The United States launched additional airstrikes on Iran on Friday, July 13, as oil prices rose and AI-related stocks declined [1, 2].

The convergence of military escalation and a technology sell-off creates a volatile environment for global investors, linking geopolitical instability directly to market performance.

Wall Street faced downward pressure as the week closed. Futures for the S&P 500 declined by 0.8 percent [4]. This drop was driven largely by slumping AI-related chip stocks, which dragged the broader market lower [1, 3].

Simultaneously, energy markets reacted to the increased tensions in the Middle East. Oil prices jumped following the latest fighting [2]. While some reports described the upward movement as a drift on Thursday, the general trend remained an increase in cost as the U.S. continued its military operations against Iranian targets [2].

Global markets mirrored the instability seen in New York. Asian shares sank, with Tokyo experiencing a decline of nearly five percent [5]. The combination of military conflict and a correction in the artificial intelligence sector has created a synchronized dip across multiple international indices [3, 5].

U.S. military officials have not provided a detailed public breakdown of the specific targets hit during the Friday strikes, but the timing coincided with the sharpest fluctuations in chip stocks and energy futures for the week [1, 2].

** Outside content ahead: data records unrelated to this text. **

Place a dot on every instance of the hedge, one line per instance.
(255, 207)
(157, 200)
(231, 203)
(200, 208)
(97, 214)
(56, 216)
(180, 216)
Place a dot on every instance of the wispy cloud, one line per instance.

Oil prices jumped following the latest fighting in the Middle East.

The simultaneous decline of AI stocks and the rise of oil prices suggest a shift in investor sentiment from growth-oriented tech speculation toward risk-aversion. The market is currently hypersensitive to Middle Eastern instability, where military action can trigger immediate energy price hikes that further dampen the appetite for high-valuation technology assets.